Reconnaissance d’homologie et échange de brin d’ADN catalysés par RAD51: ordre et dynamique des monomères de RAD51 au sein de filaments et pendant l’interaction du filament avec une molécule d’ADN duplex. – RADORDER

La recombinaison homologue est un processus universel de la vie, essentiel au maintien de l’intégrité génomique, à la survie cellulaire et à la protection contre la tumorigenèse. La duplication fidèle du génome, la ségrégation des chromosomes et la réparation des cassures double brin de l’ADN dépendent de la capacité des cellules à effectuer des réactions d’échanges de brin d’ADN entre molécules d’ADN homologues

Le cœur catalytique de la recombinaison homologue réside dans une structure moléculaire complexe, formée par une recombinase dépendante de l’ATP, polymerisée en une hélice dextrogyre autour d’un brin d’ADN simple brin. Malgré plusieurs décennies d’études de la recombinase prototype RecA de bactérie, les mécanismes de reconnaissance d’homologie dans une molécule d’ADN duplex et d’échange de brin d’ADN, restent mal compris.

La raison principale qui a rendu ces études réfractaires à l’expérimentation et à l’interprétation est que l’on n’a pas été capable de sonder la dynamique conformationelle des monomères de la recombinase et du substrat ADN dans ces filaments. Les réactions asynchrones, l’hétérogénéité structurelle et les mesures portant sur le comportement moyen des molécules d’une population ont empêché l’étude précise et quantitative de la dynamique conformationelle des filaments par la voie de la biochimie d’ensemble conventionnelle.

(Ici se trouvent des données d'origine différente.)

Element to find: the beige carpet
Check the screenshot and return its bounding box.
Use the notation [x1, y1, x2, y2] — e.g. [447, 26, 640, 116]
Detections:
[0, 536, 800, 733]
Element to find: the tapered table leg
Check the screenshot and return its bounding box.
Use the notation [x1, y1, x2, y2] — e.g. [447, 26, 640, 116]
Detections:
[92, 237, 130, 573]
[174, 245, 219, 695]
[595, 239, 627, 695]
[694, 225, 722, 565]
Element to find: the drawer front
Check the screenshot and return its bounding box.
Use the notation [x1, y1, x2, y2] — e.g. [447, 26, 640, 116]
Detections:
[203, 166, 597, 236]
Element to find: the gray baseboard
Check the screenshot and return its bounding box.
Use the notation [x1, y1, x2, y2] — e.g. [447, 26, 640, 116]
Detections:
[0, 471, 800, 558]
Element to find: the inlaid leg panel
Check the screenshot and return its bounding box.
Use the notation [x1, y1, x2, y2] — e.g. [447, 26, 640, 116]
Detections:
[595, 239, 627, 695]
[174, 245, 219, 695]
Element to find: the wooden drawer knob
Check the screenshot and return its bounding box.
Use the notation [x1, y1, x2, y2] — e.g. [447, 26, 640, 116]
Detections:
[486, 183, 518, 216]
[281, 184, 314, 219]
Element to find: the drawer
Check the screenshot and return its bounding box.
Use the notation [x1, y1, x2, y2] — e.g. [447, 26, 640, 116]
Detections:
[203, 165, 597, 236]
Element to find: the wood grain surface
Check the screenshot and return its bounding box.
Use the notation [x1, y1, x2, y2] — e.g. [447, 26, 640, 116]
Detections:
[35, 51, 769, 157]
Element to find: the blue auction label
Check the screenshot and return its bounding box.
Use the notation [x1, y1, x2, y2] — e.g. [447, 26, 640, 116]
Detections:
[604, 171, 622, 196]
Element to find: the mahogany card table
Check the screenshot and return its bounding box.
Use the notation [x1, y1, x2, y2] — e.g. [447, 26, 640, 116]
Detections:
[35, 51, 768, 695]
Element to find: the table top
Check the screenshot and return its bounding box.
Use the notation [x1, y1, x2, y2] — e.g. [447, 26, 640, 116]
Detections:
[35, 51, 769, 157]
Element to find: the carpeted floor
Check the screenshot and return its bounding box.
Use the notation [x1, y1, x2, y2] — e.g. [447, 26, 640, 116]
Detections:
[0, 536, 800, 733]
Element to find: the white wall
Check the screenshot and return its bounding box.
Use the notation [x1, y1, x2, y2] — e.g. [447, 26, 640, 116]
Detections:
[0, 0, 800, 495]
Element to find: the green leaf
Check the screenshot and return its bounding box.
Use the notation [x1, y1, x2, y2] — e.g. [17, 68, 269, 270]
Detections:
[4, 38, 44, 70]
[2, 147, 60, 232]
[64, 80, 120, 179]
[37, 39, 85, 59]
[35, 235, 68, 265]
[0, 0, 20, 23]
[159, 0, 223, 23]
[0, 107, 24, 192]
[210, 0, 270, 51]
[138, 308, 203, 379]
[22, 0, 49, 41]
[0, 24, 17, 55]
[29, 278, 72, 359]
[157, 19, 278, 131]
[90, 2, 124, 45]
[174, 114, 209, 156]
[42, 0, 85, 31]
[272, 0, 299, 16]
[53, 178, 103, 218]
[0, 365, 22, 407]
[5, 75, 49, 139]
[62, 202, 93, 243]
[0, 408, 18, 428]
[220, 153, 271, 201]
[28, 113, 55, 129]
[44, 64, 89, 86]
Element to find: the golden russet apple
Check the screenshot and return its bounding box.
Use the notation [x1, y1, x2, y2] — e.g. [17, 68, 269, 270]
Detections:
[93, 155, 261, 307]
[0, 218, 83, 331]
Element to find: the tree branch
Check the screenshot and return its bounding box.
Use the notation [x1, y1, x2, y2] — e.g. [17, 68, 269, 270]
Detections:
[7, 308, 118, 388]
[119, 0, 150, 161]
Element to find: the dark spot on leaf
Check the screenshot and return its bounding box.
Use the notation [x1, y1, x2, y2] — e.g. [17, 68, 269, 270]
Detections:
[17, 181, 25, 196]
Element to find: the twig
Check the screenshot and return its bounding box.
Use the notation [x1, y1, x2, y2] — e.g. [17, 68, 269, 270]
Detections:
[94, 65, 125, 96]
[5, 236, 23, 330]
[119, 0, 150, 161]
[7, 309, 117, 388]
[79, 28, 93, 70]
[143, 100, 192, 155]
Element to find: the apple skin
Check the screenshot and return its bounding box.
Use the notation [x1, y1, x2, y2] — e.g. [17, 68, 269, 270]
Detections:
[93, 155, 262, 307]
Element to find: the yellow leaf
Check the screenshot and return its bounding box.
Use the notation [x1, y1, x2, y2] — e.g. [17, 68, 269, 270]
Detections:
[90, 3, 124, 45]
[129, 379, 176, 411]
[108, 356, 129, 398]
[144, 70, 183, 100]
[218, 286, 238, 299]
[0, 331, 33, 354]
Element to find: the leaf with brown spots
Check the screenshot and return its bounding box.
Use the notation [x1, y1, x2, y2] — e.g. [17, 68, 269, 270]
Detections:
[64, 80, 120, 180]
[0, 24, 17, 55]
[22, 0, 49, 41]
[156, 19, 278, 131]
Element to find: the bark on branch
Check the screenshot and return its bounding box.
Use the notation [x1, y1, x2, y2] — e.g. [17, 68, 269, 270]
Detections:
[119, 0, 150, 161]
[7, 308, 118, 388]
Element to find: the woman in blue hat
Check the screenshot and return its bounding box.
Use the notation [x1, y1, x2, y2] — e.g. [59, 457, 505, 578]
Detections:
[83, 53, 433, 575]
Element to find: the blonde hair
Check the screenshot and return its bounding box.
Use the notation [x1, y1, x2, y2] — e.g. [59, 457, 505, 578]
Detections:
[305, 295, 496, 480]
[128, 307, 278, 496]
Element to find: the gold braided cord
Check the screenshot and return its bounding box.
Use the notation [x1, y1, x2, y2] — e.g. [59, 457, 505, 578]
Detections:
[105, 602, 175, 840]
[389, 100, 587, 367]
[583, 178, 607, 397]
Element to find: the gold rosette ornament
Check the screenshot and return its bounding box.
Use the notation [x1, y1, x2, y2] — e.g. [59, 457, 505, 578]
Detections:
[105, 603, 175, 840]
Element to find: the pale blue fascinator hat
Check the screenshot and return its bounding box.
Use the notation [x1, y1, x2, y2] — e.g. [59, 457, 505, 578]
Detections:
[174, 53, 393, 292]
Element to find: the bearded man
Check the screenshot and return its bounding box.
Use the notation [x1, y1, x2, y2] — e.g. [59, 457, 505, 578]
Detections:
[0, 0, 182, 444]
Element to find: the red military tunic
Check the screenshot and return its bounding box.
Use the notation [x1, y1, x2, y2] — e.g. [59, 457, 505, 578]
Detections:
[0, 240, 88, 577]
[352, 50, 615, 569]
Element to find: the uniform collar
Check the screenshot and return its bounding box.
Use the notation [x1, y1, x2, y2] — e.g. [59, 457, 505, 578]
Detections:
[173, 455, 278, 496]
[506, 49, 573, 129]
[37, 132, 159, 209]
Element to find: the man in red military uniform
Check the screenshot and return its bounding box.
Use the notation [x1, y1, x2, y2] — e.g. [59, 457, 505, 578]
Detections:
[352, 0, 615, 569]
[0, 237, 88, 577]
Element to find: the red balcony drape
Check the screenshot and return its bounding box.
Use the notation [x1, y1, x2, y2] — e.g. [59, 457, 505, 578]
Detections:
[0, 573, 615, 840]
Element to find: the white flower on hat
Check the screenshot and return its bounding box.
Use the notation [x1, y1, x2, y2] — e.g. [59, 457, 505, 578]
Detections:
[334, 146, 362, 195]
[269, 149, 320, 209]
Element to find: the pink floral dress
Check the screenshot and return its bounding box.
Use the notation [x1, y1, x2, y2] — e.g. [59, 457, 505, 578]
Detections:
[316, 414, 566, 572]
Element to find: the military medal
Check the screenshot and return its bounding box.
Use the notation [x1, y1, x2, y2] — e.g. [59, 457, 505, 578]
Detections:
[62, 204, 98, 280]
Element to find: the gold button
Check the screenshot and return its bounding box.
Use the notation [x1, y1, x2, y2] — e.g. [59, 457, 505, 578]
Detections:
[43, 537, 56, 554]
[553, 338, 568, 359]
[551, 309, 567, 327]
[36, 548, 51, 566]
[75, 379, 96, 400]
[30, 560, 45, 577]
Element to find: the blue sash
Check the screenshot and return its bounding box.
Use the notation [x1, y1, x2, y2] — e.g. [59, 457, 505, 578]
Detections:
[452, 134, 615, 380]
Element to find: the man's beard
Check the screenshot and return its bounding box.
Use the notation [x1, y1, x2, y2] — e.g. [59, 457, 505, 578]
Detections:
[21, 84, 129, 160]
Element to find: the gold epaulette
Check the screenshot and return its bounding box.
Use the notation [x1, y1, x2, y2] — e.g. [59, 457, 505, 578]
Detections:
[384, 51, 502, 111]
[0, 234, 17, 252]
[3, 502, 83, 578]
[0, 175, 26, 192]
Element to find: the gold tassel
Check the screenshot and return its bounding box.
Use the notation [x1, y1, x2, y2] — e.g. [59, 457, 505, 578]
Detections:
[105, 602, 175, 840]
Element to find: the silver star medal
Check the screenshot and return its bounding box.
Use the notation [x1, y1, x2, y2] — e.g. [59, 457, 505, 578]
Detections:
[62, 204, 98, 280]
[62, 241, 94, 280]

Pour ces raisons, plusieurs groupes de recherches se sont lancés dans l’analyse de la dynamique conformationelle des filaments par les méthodes de manipulation de « molécules uniques » ou plus correctement parlé d’analyse de réaction sur molécule d’ADN unique. Deux écoles ont émergé. La première école utilise des pinces magnétiques pour manipuler des molécules d’ADN uniques en utilisant la surface de la chambre de flux comme point d’ancrage d’une des extrémités de la molécule d’ADN, et une microsphère magnétique, dont la position et la rotation peuvent être contrôlées avec grande précision, pour attacher la seconde extrémité de la molécule d’ADN. Cette instrumentation permet de mesurer des variations de longueur, de torque et de tension exercés sur la molécule d’ADN lorsqu’elle interagit avec une protéine mais sans visualisation directe de la protéine pendant la réaction. Au contraire, l’autre école visualise directement la protéine marquée par fluorescence ( et parfois aussi l’ADN) durant son interaction avec un molécule unique d’ADN maintenue et manipulée à l’aide de pinces optiques dans une chambre microfluidique ; ou bien attchée via une extrémité sur la surface de la chambre et étirée par un flux. Par microscopie à fluorescence à champ large ou par microscopie TIRF (lorsque la molécule d’ADN est attchée à la surface et étirée par un flux) le comportement dynamique de la protéine marquée par fluorescence est directement visualisé en temps réel en utilisant un e caméra EM-CCD ultra-sensible et rapide. Les pinces optiques permettent également de combiner des mesures de la force exercée sur la molécule d’ADN.

Nous proposons ici de directement visualiser la dynamique conformationelle du filament nucléoprotéique de la recombinase RAD51 humaine en utilisant l’approche de la seconde école, mais, avec en y combinant l’imagerie de polarisation-anisotropie de fluorescence de façon à obtenir des informations nouvelles sur le processus de reconnaissance d’homologie et d’échange de brin d’ADN pendant la recombinaison homologue catalysée par les recombinases dépendantes de l’ATP.